Researchers say that a drug has an affinity for a specific type of receptor if it attaches or binds to that receptor. Some researchers have explained it sort of like a lock and a key.
Drugs differ in their affinity from strong to weak. The tendency to activate the receptor is the efficacy of a drug. For instance, a drug that binds to a receptor but does not stimulate it is said to be high in affinity but low in efficacy. This type of drug would be an antogonist because it occupies the receptor and prevents the effects of transmitting.
Drugs Effect Each Person Differently:
Each drug affects many kinds of synapses. Antipsychotic drugs block, for the most part, dopamine receptors but have some effect on other types of receptors as well. For each neurotransmitter, the brain has different types of receptors, which aslo differ in behavioral functions. People differ in their amounts of each type of receptor. Some people have genes that change the shape and effectiveness of certain receptors. What this means is one person might have a large number of dopamine type D4 receptors and very few D1 or D2 receptors, where someone else has more D1, less D4, and a normal amount of D2 receptors. A drug that alters dopamine synapses can have different effects on different people.
Researchers in 1954 found that brain stimulation is reinforcing and almost completely and exclusively in tracts of axons that release dopamine. Dopamine has been known as a pleasure chemical. Addictive drugs have a very large ability to be over-bearing on the user's cravings.
Many extremely highly addictive drugs are stimulant drugs. These drugs produce alertness, mood elevation, excitement, lower fatigue, and usually give an increased motor activity. Each of these drugs increase the activity of the dopamine receptors.
Amphetamine produces dopamine synapses stimulation by increasing the release of dopamine from the presynaptic terminal. The presynaptic terminal usually reabsorbs released dopamine via a protein called the dopamine transporter. Amphetamine reverses the transporter, forcing the cell to excrete dopamine instead of absorbing it. Cocaine stops the reuptake of dopamine, serotonin, and norepinephrine, which lengthens the effects.

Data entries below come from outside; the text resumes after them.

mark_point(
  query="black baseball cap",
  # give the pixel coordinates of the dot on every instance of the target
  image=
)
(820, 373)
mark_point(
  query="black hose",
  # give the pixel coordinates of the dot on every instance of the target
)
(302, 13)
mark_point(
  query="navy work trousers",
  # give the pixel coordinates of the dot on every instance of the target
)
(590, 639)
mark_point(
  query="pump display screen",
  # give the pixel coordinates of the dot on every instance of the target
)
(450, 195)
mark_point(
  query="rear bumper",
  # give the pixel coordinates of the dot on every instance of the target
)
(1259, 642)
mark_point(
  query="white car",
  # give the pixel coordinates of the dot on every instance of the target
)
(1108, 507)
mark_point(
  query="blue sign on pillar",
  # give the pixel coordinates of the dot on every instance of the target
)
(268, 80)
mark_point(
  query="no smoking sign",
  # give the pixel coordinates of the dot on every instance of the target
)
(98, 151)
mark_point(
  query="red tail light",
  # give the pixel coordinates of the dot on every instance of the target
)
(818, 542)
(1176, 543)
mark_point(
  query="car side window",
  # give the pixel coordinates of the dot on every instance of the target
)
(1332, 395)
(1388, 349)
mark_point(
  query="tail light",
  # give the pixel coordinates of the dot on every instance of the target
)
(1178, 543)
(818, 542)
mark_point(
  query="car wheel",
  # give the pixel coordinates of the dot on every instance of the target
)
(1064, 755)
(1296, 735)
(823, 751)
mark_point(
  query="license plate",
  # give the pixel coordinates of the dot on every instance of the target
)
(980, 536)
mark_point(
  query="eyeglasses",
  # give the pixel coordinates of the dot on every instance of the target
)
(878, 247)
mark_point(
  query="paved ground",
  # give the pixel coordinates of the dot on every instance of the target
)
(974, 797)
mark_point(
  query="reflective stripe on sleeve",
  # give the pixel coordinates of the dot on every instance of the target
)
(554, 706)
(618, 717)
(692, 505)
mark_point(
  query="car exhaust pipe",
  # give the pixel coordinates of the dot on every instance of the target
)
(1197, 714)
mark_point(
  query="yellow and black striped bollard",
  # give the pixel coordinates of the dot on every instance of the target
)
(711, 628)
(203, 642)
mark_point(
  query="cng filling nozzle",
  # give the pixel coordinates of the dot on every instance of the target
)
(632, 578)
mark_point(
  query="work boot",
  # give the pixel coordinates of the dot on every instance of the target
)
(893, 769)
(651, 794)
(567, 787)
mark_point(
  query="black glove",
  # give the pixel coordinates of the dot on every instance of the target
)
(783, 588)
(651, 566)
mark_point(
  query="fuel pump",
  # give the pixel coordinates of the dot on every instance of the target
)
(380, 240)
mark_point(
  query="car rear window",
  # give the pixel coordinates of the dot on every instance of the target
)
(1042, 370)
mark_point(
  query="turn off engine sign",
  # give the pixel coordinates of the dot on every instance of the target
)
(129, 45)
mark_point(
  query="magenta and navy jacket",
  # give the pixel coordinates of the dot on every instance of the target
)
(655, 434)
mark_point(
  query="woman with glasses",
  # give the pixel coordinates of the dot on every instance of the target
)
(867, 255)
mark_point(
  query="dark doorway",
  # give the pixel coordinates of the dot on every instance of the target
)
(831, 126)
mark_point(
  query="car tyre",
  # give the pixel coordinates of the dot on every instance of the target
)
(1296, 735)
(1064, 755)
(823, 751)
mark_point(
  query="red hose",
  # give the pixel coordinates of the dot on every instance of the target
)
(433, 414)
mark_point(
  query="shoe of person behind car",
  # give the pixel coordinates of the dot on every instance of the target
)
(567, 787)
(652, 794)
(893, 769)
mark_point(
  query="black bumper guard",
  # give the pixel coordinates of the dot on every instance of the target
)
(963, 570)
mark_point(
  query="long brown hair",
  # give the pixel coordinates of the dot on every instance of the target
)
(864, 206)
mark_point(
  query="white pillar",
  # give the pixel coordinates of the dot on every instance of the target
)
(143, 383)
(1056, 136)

Research shows that the behavioral effects of cocaine are dependent on the increasing dopamine effects and also on serotonin effects. Since both Cocaine and damphetamine raise dopamine activity, their behavorial effects are quite similar.
The effects of amphetamine and Cocaine are intense but doesn't last long. By increasing the release of domapine or lowering its reuptake the drugs increase the buildup of dopamine in the synaptic cleft. However, the extra dopamine washes away from the synapse quicker than the presynaptic cell can synthesize more dopamine. Also the excess dopamine activates autoreceptors on the presynaptic terminal, giving a negative signal, which reduces further release of dopamine. The end result is that within a few hours of cocaine or amphetamine the user will fall into a depressed state that is well-known as "crashing".
Tolerance by the user also plays a role in the effects of the drug. After someone has used a drug repeatedly, the drug will release less dopamine and more of the transmitter called dynophin, wich counteracts the effects of the drug. This will result in increasing the frequency and dosage of the drug
Long term use of these types of drugs can cause long-term, permanent disruption of brain functions. Long-term cocaine use causes lasting changes in blood flow and metabolism in the brain, which greatly increases their chances of epilepsy, stroke, and memory functions.